# Model Interpretation & Validation - Injury Risk Predictor

This notebook interprets the trained model and validates it against sports science research.

## Steps:
1. Load trained model and data
2. Feature importance analysis
3. SHAP values for explainability
4. Partial dependence plots
5. Error analysis
6. Validation against research
7. Cross-validation

In [None]:
import sys
import os
sys.path.append('..')

import pandas as pd
import numpy as np
import matplotlib.pyplot as plt
import warnings
warnings.filterwarnings('ignore')

from src.ml.features import engineer_features_for_dataset
from src.ml.preprocessing import (
    handle_missing_values,
    encode_categorical_features,
    split_data_by_time,
    scale_features
)
from src.ml.train import load_model, load_scaler
from src.ml.interpretation import (
    plot_feature_importance,
    calculate_shap_values,
    plot_shap_summary,
    plot_partial_dependence,
    analyze_errors,
    validate_against_research,
    print_validation_report
)

## 1. Load Model and Data

In [None]:
# Load data
training_logs = pd.read_csv('../data/training_logs.csv')

# Engineer features
df = engineer_features_for_dataset(training_logs)
df = handle_missing_values(df, method='forward_fill')
df, encoders = encode_categorical_features(df)

# Split data
X_train, y_train, X_val, y_val, X_test, y_test = split_data_by_time(
    df,
    train_weeks=(1, 14),
    val_weeks=(15, 19),
    test_weeks=(20, 24)
)

# Try to load scaler and model
scaler = None
model = None
model_name = None

try:
    scaler = load_scaler('../models')
    print("✓ Loaded scaler")
except FileNotFoundError:
    print("⚠ No scaler found.
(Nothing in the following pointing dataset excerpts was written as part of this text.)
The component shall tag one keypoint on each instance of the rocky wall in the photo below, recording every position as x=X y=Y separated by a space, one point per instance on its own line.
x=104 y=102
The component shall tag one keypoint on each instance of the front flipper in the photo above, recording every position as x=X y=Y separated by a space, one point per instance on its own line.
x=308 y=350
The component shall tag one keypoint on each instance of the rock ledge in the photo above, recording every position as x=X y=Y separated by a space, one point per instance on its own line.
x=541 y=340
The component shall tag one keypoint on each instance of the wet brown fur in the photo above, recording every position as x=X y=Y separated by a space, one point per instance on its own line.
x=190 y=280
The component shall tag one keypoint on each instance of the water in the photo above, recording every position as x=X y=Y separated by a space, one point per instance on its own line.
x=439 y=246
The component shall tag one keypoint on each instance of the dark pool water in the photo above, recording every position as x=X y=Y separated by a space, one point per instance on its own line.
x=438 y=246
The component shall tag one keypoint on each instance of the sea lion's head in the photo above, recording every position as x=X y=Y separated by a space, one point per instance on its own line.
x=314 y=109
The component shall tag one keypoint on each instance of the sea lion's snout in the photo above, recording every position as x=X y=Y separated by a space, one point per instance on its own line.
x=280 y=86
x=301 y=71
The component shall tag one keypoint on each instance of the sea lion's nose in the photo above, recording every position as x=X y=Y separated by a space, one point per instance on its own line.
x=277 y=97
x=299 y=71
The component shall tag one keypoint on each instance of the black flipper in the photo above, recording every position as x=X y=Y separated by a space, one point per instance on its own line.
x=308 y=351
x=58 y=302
Training a new scaler...")
    # Train a new scaler if not found
    X_train_scaled, scaler = scale_features(X_train, fit=True, scaler_type='standard')
    X_val_scaled, _ = scale_features(X_val, fit=False, scaler=scaler)
    X_test_scaled, _ = scale_features(X_test, fit=False, scaler=scaler)
    print("✓ Created new scaler")
else:
    # Scale features with loaded scaler
    X_train_scaled, _ = scale_features(X_train, fit=False, scaler=scaler)
    X_val_scaled, _ = scale_features(X_val, fit=False, scaler=scaler)
    X_test_scaled, _ = scale_features(X_test, fit=False, scaler=scaler)
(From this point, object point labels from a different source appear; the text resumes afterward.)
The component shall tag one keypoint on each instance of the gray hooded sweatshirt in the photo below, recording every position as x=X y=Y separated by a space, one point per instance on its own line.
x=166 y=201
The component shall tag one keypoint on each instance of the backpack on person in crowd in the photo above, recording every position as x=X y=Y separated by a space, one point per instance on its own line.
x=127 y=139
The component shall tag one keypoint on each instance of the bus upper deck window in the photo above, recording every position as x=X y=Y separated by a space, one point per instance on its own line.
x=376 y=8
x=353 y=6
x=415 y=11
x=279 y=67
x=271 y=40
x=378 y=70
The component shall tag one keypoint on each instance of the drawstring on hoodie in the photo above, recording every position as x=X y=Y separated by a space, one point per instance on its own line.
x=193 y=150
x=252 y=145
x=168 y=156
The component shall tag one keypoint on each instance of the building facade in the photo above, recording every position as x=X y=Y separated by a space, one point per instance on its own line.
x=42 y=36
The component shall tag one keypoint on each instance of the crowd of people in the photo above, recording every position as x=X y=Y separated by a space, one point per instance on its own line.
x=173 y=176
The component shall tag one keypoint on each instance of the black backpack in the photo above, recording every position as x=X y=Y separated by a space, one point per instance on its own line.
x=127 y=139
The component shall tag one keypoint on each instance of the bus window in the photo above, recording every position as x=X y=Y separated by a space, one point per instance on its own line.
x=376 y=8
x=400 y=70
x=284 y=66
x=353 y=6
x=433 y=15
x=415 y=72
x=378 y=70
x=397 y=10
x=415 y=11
# Load best model (adjust name based on what was saved)
# Try common model names
model_names = ['random_forest', 'Random Forest', 'xgboost', 'XGBoost', 'logistic_regression', 'Logistic Regression']
model = None
model_name = None

for name in model_names:
    try:
        model = load_model(name, '../models')
        model_name = name
        print(f"✓ Loaded model: {name}")
        break
    except (FileNotFoundError, Exception):
        continue

if model is None:
    print("\n⚠ Warning: No saved model found.")
    print("To train a model, run: python3 scripts/quick_train.py")
    print("Or use the 04_model_training.ipynb notebook")
    print("\nThe interpretation cells below will be skipped until a model is trained.")
else:
    print(f"\n✓ Model loaded successfully!")
    print(f"Model type: {type(model).__name__}")
    print(f"Test set size: {len(X_test_scaled)}")
    print(f"Training set size: {len(X_train_scaled)}")
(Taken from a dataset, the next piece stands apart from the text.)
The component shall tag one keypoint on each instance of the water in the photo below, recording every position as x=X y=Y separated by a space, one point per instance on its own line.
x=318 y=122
## 2. Feature Importance Analysis

In [None]:
# Plot feature importance
if model is not None:
    feature_importance_df = plot_feature_importance(
        model,
        X_train_scaled.columns.tolist(),
        top_n=15,
        save_path='../outputs/feature_importance.png'
    )
    
    print("\nTop 15 Most Important Features:")
    print(feature_importance_df.head(15).to_string(index=False))
    
    # Validate: ACWR should be in top 3
    top_3_features = feature_importance_df.head(3)['feature'].tolist()
    if 'acwr' in top_3_features:
        print("\n✓ Validation PASSED: ACWR is in top 3 features")
    else:
        print(f"\n⚠ Validation WARNING: ACWR is not in top 3 (top 3: {top_3_features})")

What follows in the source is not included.